Pepe Sancho y el viejo teatro

El actor José Sancho ha muerto a los 68 años víctima de un cáncer de rápida resolución. Ha podido estar trabajando hasta hace prácticamente un mes. En sus últimas apariciones públicas, se le veía apagado; la voz leve y filtrada era en este señor un síntoma de que las cosas iban mal, porque su voz había sido siempre una voladura violenta, que a lo largo de los años había dado a Sancho una distinción y una individualidad inconfundibles. Este actor, además, se había caracterizado por una rara (y, a veces, arbitraria) libertad de opinión: hablaba de cualquier cosa y no siempre en el sentido que marcaba la corriente convencional de su profesión. Muchas veces expresó ideas contrarias a lo que imperaba en el gremio (fue, por ejemplo, un enemigo total del método y del pedagogo ruso Stanislavski), y esa independencia, unida a sus conocidas grescas con la prensa del corazón, han hecho que este actor fuera un hombre incómodo.

Yo vi dos veces en vivo a Pepe Sancho; una vez sobre el escenario y la segunda en un desayuno de promoción de su película Flores de Otro Mundo (1999), de Icíar Bollaín. Este señor era un hombre que causaba una impresión tremenda; no era una persona muy alta, pero tenía un físico imponente y rotundo y, su voz en vivo daba aún más miedo que en la televisión. Pero lo que más inquietud causaba era la sensación de que en cualquier momento podía explotar, aunque luego no explotase; de hecho, y en relación con Flores de Otro Mundo, la película que venía a promocionar en aquella ocasión,  las respuestas que daba a cualquier pregunta eran ejemplos de ponderación, buen juicio y mesura.

La muerte de Sancho es un episodio más de la natural evolución vegetativa del teatro español, que en los últimos treinta años ha evolucionado muchísimo. En la época de debut de Sancho (hace cincuenta años), el teatro era un espectáculo popular que se regía por unas normas rígidas: los actores nuevos empezaban de meritorios, sin estudios, e iban aprendiendo el oficio mediante la observación y la práctica, y poco a poco escalaban posiciones en la estructura piramidal de las compañías, hasta convertirse en primeras figuras. Hoy por hoy, en cambio, los actores de teatro reciben formación académica específica y han aparecido los expertos que enseñan teoría de la conquista del espacio y que recomiendan la ruptura de las normas. Curiosamente, los resultados de esta evolución no parecen excesivamente satisfactorios: la puesta en escena de las obras de hoy es agotadora, y, en términos de interpretación, los actores jóvenes son muy sufridos pero desconocen rudimentos tan importantes como la técnica de proyección de voz. Esa técnica esencial, que los actores antiguos habían adquirido con la práctica, es lo que permitía que Pepe Sancho dijera cualquier cosa sin gritar y aún así se le oyese perfectamente desde lo más alejado del último gallinero; la ausencia de esa técnica es lo que impide que a un actor joven se le oiga en la primera fila, por mucho que grite.  Además, la política del grito mal proyectado genera en el público una sensación incómoda, porque hace que el actor se esfuerce, se tense y que transmita inseguridad (aunque sea un profesional solvente y no vaya a equivocarse en ningún caso). El público no quiere tener la sensación de que el actor puede equivocarse en cualquier momento. La intensidad mal conducida genera inquietud.
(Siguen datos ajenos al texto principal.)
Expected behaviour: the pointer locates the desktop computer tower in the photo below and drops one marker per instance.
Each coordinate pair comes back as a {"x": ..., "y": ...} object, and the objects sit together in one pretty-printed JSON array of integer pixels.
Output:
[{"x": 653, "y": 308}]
Y Pepe Sancho, que era de la calaña de José Bódalo, José María Rodero, Ismael Merlo o Alberto Closas, era un cómico que decía el texto con las manos en los bolsillos, sin aparente esfuerzo, participando de la facilidad que transmite el que domina su oficio. Esa facilidad impresionante es lo que hacía que el público estuviera seguro de la fiabilidad de estos actores, pudiera olvidarse de la actuación y se entregara, fascinado, a la obra pura, al texto. Por desgracia, este tipo de teatro se acabó; nos quedan, a cambio, los gritos que no se oyen, las carreras histéricas por el escenario, los montajes teatrales intertextualizados, la ruptura de las unidades y, en definitiva, la representación de La Vida es Sueño en un urinario público.